Dani acknowledges the obstacles in his field are formidable. Even with advanced optics, smart industrial robots need to be taught how to distinguish a metal rod from a flexible piece of wiring, and to understand the different physics inherent in each.
Movements that humans take for granted are huge engineering challenges in Dani’s lab. For instance: Inserting a metal rod into a pre-drilled hole is relatively easy. Knowing how to pick up a flexible cable and plug it into a receptacle is another challenge altogether. If the robot grabs the cable too far away from the plug, it will likely flex and bend. Even if the robot grabs the cable properly, it must not only bring the plug to the receptacle but also make sure the plug is oriented properly so it matches the receptacle precisely.
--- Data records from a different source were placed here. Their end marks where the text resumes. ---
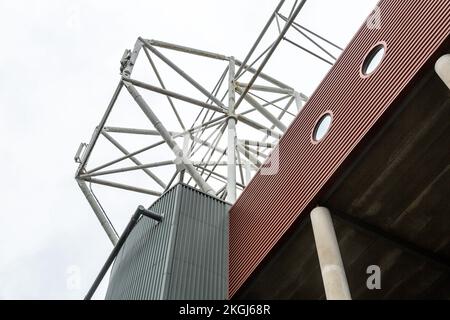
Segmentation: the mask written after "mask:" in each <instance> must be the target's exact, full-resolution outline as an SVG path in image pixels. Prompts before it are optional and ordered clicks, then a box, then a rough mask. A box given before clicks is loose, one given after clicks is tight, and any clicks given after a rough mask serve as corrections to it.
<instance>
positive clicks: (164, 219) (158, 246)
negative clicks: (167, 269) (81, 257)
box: [106, 187, 176, 299]
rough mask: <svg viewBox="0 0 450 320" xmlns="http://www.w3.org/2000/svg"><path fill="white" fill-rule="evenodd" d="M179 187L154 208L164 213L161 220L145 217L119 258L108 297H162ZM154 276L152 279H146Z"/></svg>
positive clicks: (112, 272) (114, 271)
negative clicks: (154, 220)
mask: <svg viewBox="0 0 450 320" xmlns="http://www.w3.org/2000/svg"><path fill="white" fill-rule="evenodd" d="M175 193H176V187H174V188H172V189H170V190H169V191H168V192H166V193H165V194H164V197H163V198H160V199H158V200H157V201H156V202H155V203H154V204H153V205H152V206H151V209H152V210H153V211H155V212H156V213H159V214H161V215H162V216H163V217H164V223H161V224H157V223H156V222H155V221H153V220H151V219H148V218H141V219H140V220H139V222H138V223H137V224H136V226H135V228H134V229H133V231H132V232H131V233H130V236H129V237H128V239H127V241H126V242H125V244H124V246H123V248H122V249H121V251H120V252H119V255H118V256H117V258H116V261H115V263H114V267H113V269H112V272H111V276H110V281H109V287H108V290H107V293H106V299H158V298H159V296H160V290H161V285H160V283H161V276H162V274H163V272H162V270H163V268H164V265H165V260H166V246H167V241H166V238H167V236H168V231H169V230H168V229H169V228H168V227H169V226H170V225H171V223H172V219H173V216H174V212H175V210H174V204H175V201H174V197H175ZM145 279H151V281H145Z"/></svg>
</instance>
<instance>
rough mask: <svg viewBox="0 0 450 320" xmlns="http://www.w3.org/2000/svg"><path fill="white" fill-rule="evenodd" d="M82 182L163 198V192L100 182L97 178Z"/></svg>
mask: <svg viewBox="0 0 450 320" xmlns="http://www.w3.org/2000/svg"><path fill="white" fill-rule="evenodd" d="M82 180H84V181H86V182H91V183H95V184H99V185H103V186H107V187H111V188H117V189H123V190H127V191H132V192H137V193H143V194H148V195H151V196H156V197H159V196H161V192H157V191H153V190H148V189H143V188H137V187H133V186H129V185H126V184H122V183H117V182H112V181H106V180H100V179H95V178H85V179H82Z"/></svg>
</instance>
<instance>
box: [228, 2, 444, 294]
mask: <svg viewBox="0 0 450 320" xmlns="http://www.w3.org/2000/svg"><path fill="white" fill-rule="evenodd" d="M379 8H380V10H381V28H379V29H376V28H375V29H371V28H368V27H367V24H364V25H363V26H362V27H361V29H360V30H359V31H358V33H357V34H356V36H355V38H354V39H353V40H352V42H351V43H350V45H349V46H348V48H347V49H346V50H345V51H344V53H343V55H342V56H341V58H340V59H339V60H338V61H337V63H336V64H335V66H334V67H333V68H332V70H331V71H330V72H329V74H328V75H327V76H326V78H325V79H324V80H323V82H322V83H321V85H320V86H319V88H318V89H317V90H316V92H315V93H314V95H313V96H312V97H311V99H310V101H309V102H308V104H307V105H306V106H305V108H304V109H303V111H302V112H301V113H300V114H299V115H298V117H297V118H296V120H295V121H294V123H293V124H292V125H291V127H290V128H289V130H288V131H287V132H286V134H285V135H284V137H283V138H282V139H281V141H280V144H279V146H278V150H279V154H280V162H279V163H280V167H279V172H278V173H277V174H275V175H262V174H261V172H259V173H258V174H257V175H256V176H255V178H254V179H253V180H252V181H251V183H250V184H249V186H248V187H247V188H246V190H245V191H244V192H243V193H242V195H241V197H240V198H239V199H238V200H237V202H236V204H235V205H234V206H233V207H232V209H231V211H230V262H229V263H230V265H229V281H230V282H229V295H230V297H232V296H233V295H234V294H235V293H236V291H237V290H239V288H240V287H241V286H242V285H243V283H244V282H245V281H246V280H247V279H248V277H249V276H250V275H251V273H252V272H253V271H254V270H255V268H256V267H257V266H258V264H259V263H260V262H261V261H262V260H263V259H264V257H265V256H266V255H267V254H268V253H269V251H270V250H271V249H272V248H273V247H274V245H275V244H276V243H277V241H279V240H280V238H281V237H282V236H283V234H284V233H285V232H286V231H287V230H288V229H289V227H290V226H291V225H292V224H293V223H294V222H295V221H296V220H297V218H299V216H301V215H302V214H306V212H304V210H305V208H307V207H308V206H309V205H310V204H311V201H313V199H314V197H315V196H316V195H317V193H318V192H319V191H320V190H321V188H322V187H323V186H324V185H325V184H326V182H327V181H328V180H329V179H330V178H331V177H332V175H333V173H335V172H336V170H337V169H338V168H339V167H340V165H341V164H342V163H343V161H344V160H345V159H346V157H347V156H348V155H349V154H350V153H351V152H352V150H353V149H354V148H355V147H356V146H357V145H358V143H359V142H360V141H361V139H362V138H363V137H364V136H365V134H366V133H367V132H368V130H369V129H370V128H371V127H373V126H374V124H375V123H376V122H377V120H378V119H379V118H380V117H381V116H382V115H383V113H384V112H385V111H386V110H387V109H388V108H389V107H390V106H391V104H392V103H393V101H394V100H395V99H396V98H397V97H398V96H399V95H400V93H401V92H402V90H403V89H404V88H405V86H406V85H407V84H408V83H409V82H410V81H411V80H412V78H413V77H414V75H415V74H417V72H418V71H419V70H420V69H421V67H422V66H423V65H424V64H425V63H426V62H427V61H428V60H429V58H430V56H431V55H432V54H433V53H434V52H435V51H436V50H437V49H438V47H439V46H440V45H441V44H442V43H443V41H444V40H445V39H446V38H447V36H448V35H449V33H450V0H432V1H429V0H409V1H408V0H385V1H381V2H380V3H379ZM380 42H385V43H386V55H385V57H384V59H383V61H382V64H381V65H380V67H379V68H378V69H377V70H376V71H375V72H374V73H373V74H372V75H371V76H370V77H362V76H361V75H360V69H361V65H362V62H363V61H364V58H365V57H366V55H367V54H368V52H369V51H370V49H371V48H373V46H374V45H376V44H377V43H380ZM327 110H330V111H332V113H333V123H332V127H331V130H330V132H329V134H328V136H327V137H326V138H325V139H324V140H323V141H321V142H320V143H318V144H313V143H311V132H312V129H313V127H314V125H315V123H316V121H317V120H318V118H319V117H320V115H322V114H323V113H324V112H326V111H327Z"/></svg>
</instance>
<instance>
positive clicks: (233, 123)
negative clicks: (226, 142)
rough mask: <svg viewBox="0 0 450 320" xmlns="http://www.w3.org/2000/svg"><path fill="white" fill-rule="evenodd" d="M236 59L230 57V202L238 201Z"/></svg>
mask: <svg viewBox="0 0 450 320" xmlns="http://www.w3.org/2000/svg"><path fill="white" fill-rule="evenodd" d="M234 76H235V61H234V58H233V57H231V58H230V67H229V69H228V116H229V118H228V148H227V155H228V173H227V180H228V181H227V200H228V202H230V203H234V202H235V201H236V118H235V114H234V104H235V103H236V96H235V87H234Z"/></svg>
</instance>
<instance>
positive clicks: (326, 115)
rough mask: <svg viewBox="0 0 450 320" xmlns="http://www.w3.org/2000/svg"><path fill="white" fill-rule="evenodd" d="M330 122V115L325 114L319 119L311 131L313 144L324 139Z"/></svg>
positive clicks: (330, 121)
mask: <svg viewBox="0 0 450 320" xmlns="http://www.w3.org/2000/svg"><path fill="white" fill-rule="evenodd" d="M332 120H333V117H332V116H331V114H330V113H326V114H324V115H323V116H322V117H320V119H319V121H317V123H316V126H315V127H314V130H313V139H314V141H315V142H319V141H321V140H322V139H323V138H325V136H326V135H327V133H328V131H330V128H331V122H332Z"/></svg>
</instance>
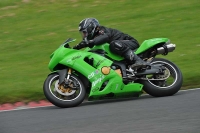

“Perception is always a challenging problem in robotics,” says Dani. “In artificial intelligence, we are essentially teaching the robot to process the different physical phenomena it observes, make sense out of what it sees, and then make the appropriate response.”
Research in UConn’s Robotics and Controls Lab is supported by funding from the U.S. Department of Defense and the UTC Institute of Advanced Systems Engineering. More detailed information about this research being conducted at UConn, including peer-reviewed article citations documenting the research, can be found here. Dani and graduate student Harish Ravichandar also have two patents pending on aspects of this research: “Early Prediction of an Intention of a User’s Actions,” Serial #15/659,827, and “Skill Transfer From a Person to a Robot,” Serial #15/659,881.